How should we improve health care for older people? The British Geriatric Society’s (BGS) recent report Overcoming barriers to age-attuned care,1 documented a roundtable event, and there were some obvious areas to consider: the development of neighbourhood health care; the risks of digital exclusion; and the enormous potential for prevention in older people.
An evidence gap remains when it comes to older people. Participants in randomised controlled trials (RCTs) often bear little resemblance to the person in front of us in the clinic with their multimorbidity, polypharmacy, frailty, and cognitive decline.2 RCTs are always challenging to execute and people with additional needs get dropped for many reasons. We are too often groping around in the dark when it comes to treatments for older people and the extrapolation of results from younger adults is thin medicine.
Paediatricians tell us that children are not small versions of adults and we may be making a similar error with older people, particularly the very frail. Yet, it is complex, as one is often struck, meeting nonagenarians, how often they have few or no medications and little contact with medical services. One might assume they wouldn’t be chasing down their centuries, often with impressive joie de vivre, if it was otherwise.
The BGS roundtable participants felt ‘that the advanced care planning process should be digitally enabled with plans easily accessible by healthcare professionals across settings‘’. In this issue, Bushell et al found there was an important opportunity to introduce advance care planning earlier to patients with long-term conditions, and to normalise these conversations within wider society.3
Continuity of care was mentioned in the BGS report, but only once and in a single sentence.

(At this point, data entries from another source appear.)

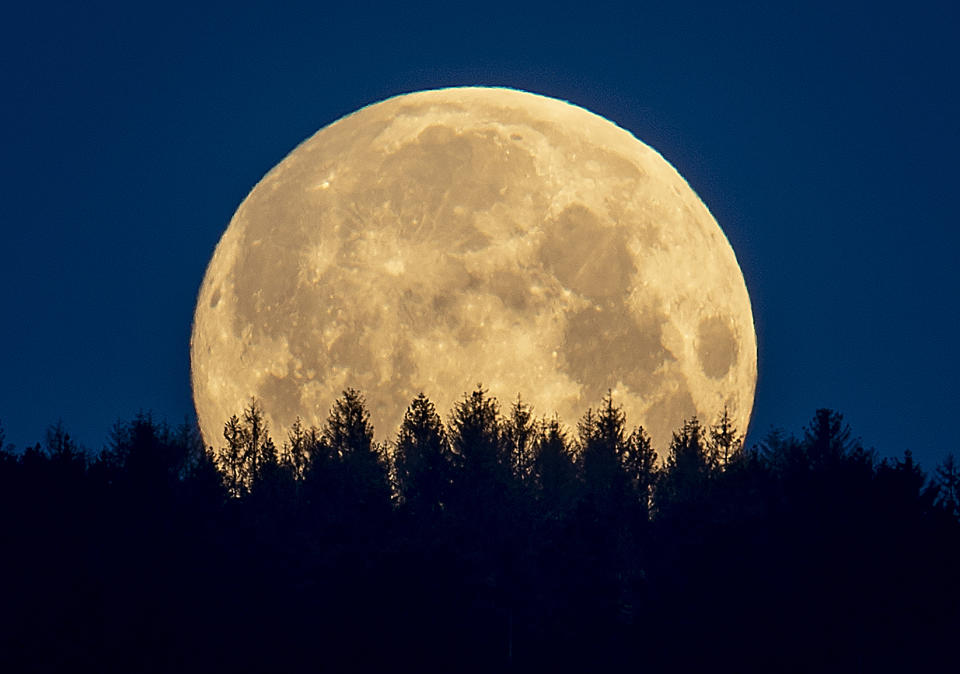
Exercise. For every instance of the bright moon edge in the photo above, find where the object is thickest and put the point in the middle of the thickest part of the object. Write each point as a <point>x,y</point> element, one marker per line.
<point>479,233</point>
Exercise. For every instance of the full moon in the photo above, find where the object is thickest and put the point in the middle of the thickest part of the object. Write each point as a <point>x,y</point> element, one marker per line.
<point>446,238</point>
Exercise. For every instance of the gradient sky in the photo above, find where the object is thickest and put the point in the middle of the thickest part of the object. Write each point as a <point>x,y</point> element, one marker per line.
<point>824,137</point>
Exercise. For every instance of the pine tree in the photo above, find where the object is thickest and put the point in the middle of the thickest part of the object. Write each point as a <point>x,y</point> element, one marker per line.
<point>422,459</point>
<point>520,433</point>
<point>724,441</point>
<point>229,459</point>
<point>640,465</point>
<point>603,453</point>
<point>553,470</point>
<point>948,483</point>
<point>348,437</point>
<point>688,466</point>
<point>480,458</point>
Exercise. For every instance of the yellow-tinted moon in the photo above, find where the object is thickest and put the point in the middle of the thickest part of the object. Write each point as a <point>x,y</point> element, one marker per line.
<point>443,238</point>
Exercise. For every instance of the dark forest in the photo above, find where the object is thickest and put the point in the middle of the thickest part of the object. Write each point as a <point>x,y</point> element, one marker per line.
<point>487,541</point>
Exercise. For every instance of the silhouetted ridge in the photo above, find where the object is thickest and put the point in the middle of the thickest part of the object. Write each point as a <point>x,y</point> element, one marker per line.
<point>495,541</point>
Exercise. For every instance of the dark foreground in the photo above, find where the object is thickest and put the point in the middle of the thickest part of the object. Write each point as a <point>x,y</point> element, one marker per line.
<point>490,543</point>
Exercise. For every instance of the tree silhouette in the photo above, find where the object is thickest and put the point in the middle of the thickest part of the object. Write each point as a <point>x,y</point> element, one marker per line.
<point>423,460</point>
<point>554,471</point>
<point>520,434</point>
<point>688,467</point>
<point>948,483</point>
<point>724,442</point>
<point>794,555</point>
<point>347,437</point>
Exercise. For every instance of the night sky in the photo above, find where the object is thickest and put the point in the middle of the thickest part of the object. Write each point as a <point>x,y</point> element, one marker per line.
<point>824,138</point>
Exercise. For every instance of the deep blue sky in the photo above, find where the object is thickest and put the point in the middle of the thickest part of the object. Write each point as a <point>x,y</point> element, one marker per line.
<point>824,137</point>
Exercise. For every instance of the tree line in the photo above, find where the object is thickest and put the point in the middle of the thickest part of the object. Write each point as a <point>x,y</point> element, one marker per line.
<point>491,541</point>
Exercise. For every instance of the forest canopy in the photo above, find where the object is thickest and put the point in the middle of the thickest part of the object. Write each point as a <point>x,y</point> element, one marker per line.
<point>487,541</point>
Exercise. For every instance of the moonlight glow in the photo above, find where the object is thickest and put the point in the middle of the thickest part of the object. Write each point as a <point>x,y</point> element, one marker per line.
<point>444,238</point>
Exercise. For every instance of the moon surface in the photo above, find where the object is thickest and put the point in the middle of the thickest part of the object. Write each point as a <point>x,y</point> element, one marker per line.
<point>444,238</point>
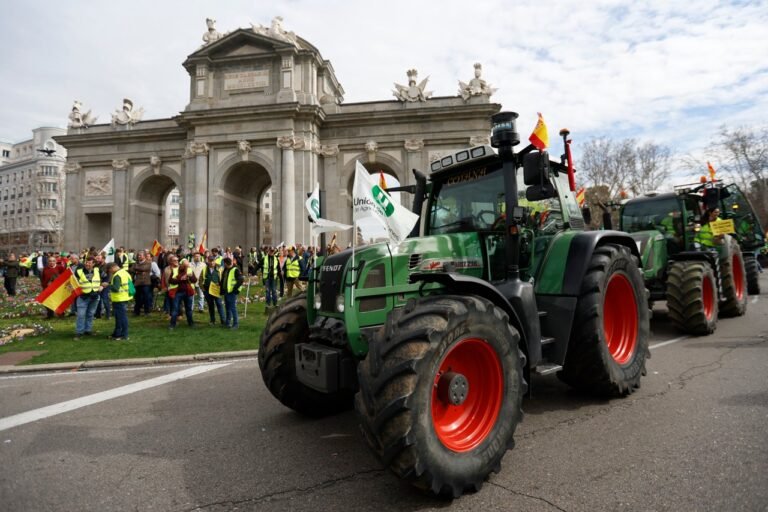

Many GPs may feel this is undervaluing this essential commodity. Leniz et al found that improved continuity is associated with lower costs for end-of-life care in people with dementia.4 Policymakers take note and add it to the list. But, it is hard not to pause and reflect on the human element of this finding – admitting someone to hospital at end-of-life will strike many as a dismal outcome. Health economics aside, if continuity can prevent these last resort admissions it should be embraced.
The BGS roundtable had all the right stakeholders and the document sets out the level of challenge. There was an elephant in the room and, to their credit, they call it out – there remains an abject failure to address the social care needs of older people in our society. The direct effects on the NHS are perhaps more visible for secondary care but it has slowly and steadily suffocated primary care and is an epic policy failure across successive governments.
Highlights
Research this month on older people covers the role of faecal calprotectin; patterns and patient factors in out-of-hours care; advanced care planning; continuity and costs; dementia risk prediction in areas of socioeconomic deprivation; and end-of-life injectable medication safety incidents. There is also research on the clinical assessment of recurrent cancer, and analysis of FIT screening highlights inequalities. We have editorials on winter pressures, hope and heart sink patients, and fit notes. Clinical Practice leans towards the dermatological with articles on chronic pruritus and obesity-related skin conditions. Analysis covers unexplained cancer symptoms and, as ever, Life & Times adds the all-important humanity and humanities.